レクリエーション(コミュニケーションロボット)

 テレビと連動し、写真や歌などを流して利用者に情報を提供するコミュニケーションロボットの実演を拝見しました。フラフープの写真が写されると、利用者から「昔、やったよ」と声が上がり、それをきっかけにスタッフと会話が弾んでいました。また、童謡が流れると利用者の皆さんが一緒に口ずさむなど、介護の一端を担っている様子が伺えました。介護スタッフには様々な業務があり、一人の利用者と関わる時間も限られていますが、コミュニケーションロボットのおかげで利用者がレクリエーションを楽しむ間に、他の方のケアにあたることもできるということでした。

睡眠(夜間の見守りシステム)

 ベッドの下にセンサーが入っており、利用者の睡眠状態をパソコンの画面上で把握できるシステムです。各利用者の睡眠時間帯や睡眠量が記録されるため、一人一人に合わせたケアをするのに役立ちます。私も寝つきが悪いなど気になることがあるので、客観的に計測できるセンサーが欲しくなりました。

取材を終えて

 今回訪問したサンタフェガーデンヒルズは羽田空港の隣にあり、飛行場と海をのぞむ、広々とした素敵な施設でした。
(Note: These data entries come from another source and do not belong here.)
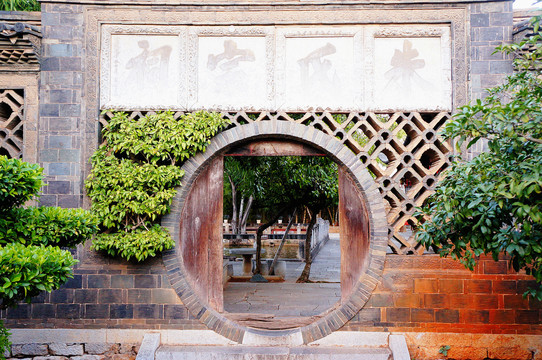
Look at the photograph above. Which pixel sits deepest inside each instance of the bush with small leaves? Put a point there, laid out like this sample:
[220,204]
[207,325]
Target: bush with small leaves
[138,244]
[134,175]
[47,226]
[19,182]
[31,260]
[28,270]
屋上や屋内には野菜や花を育てるスペースがあり、野菜を育てることを楽しみにしている利用者も多く、認知症予防にも役立っているとのことでした。
 また、介護スタッフが夜間に施設内を移動する際には、電動の立ち乗り二輪車を活用するなど、最新のシステムを揃えていることがよくわかりました。さらに、利用者に関するデータを集約できるようなシステムも開発中とのことでした。
 介護ロボットを現場で活用するためには、今までのやり方を変える必要があります。導入当初は介護スタッフから様々な意見もあったようですが、介護ロボットの活用で業務が楽になったと実感し、今では「次は、こんなロボットが入るよ」と前向きになったとのことです。
 「いくらロボットが働いて便利になっても、最終的には人間同士のコミュニケーションです」という介護スタッフの言葉が心に残りましたし、介護ロボットを活用することによって、さらなるケアの向上につながっていってほしいと願います。